Ho finito seduto accanto a ex di mio marito su un volo-e per il momento siamo atterrati, il nostro matrimonio era giunto al termine

STORIE INTERESSANTI

**Mentre Grace sta tornando a casa dopo aver fatto visita a sua madre, scopre che l’ex moglie di suo marito è seduta accanto a lei sull’aereo. Una cosa tira l’altra, e Clara finisce per raccontare a Grace tutto del suo recente contatto con Oscar. Alla fine del volo, Grace deve decidere cosa fare del suo matrimonio…**

Non avrei mai pensato che qualcosa di semplice come un posto assegnato su un aereo potesse distruggere completamente il mio matrimonio. E invece eccomi qui, seduta in una caffetteria dell’aeroporto, cercando di capire quanto io sia stata cieca.

Tutto è iniziato quando ho preso un volo per andare a trovare la mia famiglia. Mi sono seduta, ho allacciato la cintura ed ero pronta a passare le ore successive beatamente ignara del mondo. Avevo scaricato un libro proprio per il volo e speravo di sorseggiare un gin tonic mentre lo leggevo.

Ma quel sogno è andato in frantumi subito, quando una donna si è infilata nel sedile accanto al mio. Mi ha sorriso educatamente, e ci siamo scambiate uno di quegli sguardi imbarazzati del tipo “a quanto pare saremo vicine per tutto il volo”. Niente di strano.

Ma poi ho visto il nome sulla sua carta d’imbarco mentre la infilava nella tasca del sedile di fronte. Era un nome che avevo sentito fin troppe volte ogni volta che Oscar parlava del suo passato.

Ero seduta accanto all’ex moglie di mio marito, Clara. Con qualche occhiata furtiva, ne ho avuto la certezza. Ricordavo di aver visto le loro foto di matrimonio quando mi ero trasferita nella casa di Oscar.
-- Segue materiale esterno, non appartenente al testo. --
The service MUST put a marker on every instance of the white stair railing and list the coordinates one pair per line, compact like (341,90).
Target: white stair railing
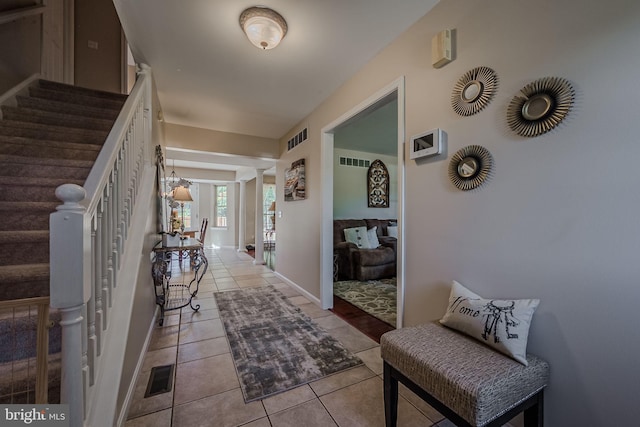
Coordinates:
(87,240)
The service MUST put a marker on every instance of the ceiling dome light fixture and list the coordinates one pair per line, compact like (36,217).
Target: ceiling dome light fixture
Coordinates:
(265,28)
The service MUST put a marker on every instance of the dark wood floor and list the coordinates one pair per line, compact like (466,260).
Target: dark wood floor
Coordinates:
(367,324)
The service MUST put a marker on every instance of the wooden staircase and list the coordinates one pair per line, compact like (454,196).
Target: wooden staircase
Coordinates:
(49,136)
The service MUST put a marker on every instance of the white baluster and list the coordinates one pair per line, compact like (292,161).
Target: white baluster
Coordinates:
(70,290)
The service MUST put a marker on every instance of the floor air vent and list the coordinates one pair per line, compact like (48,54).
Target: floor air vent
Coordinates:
(160,381)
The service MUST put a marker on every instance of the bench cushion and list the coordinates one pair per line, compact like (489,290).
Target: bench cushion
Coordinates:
(474,381)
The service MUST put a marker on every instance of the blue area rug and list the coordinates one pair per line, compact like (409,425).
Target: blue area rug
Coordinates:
(275,346)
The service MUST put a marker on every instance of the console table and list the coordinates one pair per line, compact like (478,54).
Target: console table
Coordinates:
(172,295)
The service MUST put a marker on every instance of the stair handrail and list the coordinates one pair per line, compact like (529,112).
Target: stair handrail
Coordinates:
(91,227)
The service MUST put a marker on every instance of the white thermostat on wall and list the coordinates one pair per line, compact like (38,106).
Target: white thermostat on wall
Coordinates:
(426,144)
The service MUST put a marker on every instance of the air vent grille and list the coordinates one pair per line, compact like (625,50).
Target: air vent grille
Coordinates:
(297,139)
(350,161)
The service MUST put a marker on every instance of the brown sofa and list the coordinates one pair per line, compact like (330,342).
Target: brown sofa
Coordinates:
(353,263)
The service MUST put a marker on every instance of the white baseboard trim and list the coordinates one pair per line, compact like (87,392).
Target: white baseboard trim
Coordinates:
(304,292)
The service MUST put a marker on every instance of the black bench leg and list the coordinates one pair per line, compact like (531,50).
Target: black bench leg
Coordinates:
(390,397)
(534,416)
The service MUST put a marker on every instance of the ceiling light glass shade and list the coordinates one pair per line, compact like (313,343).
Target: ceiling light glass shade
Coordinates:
(181,194)
(265,28)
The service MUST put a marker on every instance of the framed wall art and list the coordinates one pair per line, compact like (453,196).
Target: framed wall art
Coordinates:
(294,182)
(378,185)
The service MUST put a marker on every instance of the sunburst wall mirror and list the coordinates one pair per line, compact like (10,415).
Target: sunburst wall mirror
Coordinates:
(474,91)
(470,167)
(540,106)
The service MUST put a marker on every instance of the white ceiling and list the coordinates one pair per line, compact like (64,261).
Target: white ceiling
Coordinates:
(209,75)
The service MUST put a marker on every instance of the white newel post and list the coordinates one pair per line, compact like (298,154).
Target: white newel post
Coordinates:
(70,287)
(259,254)
(242,222)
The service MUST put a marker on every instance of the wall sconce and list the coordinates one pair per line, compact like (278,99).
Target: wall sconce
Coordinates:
(264,27)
“Puoi guardarle prima che le metta tutte in cantina,” mi aveva detto. “Ho preso un po’ di scatole. Sto solo aspettando che Clara mi dica se le vuole prima che io le distrugga, capisci?”

Avevo annuito.

“Capisco,” avevo detto. “Nonostante il vostro matrimonio sia finito, è comunque un ricordo importante della vostra vita.”

Ricordo lo sguardo che mi lanciò Oscar quando dissi quella frase, come se volesse dire qualcosa in più, ma si trattenne. Invece, sorrise e andò via in cucina.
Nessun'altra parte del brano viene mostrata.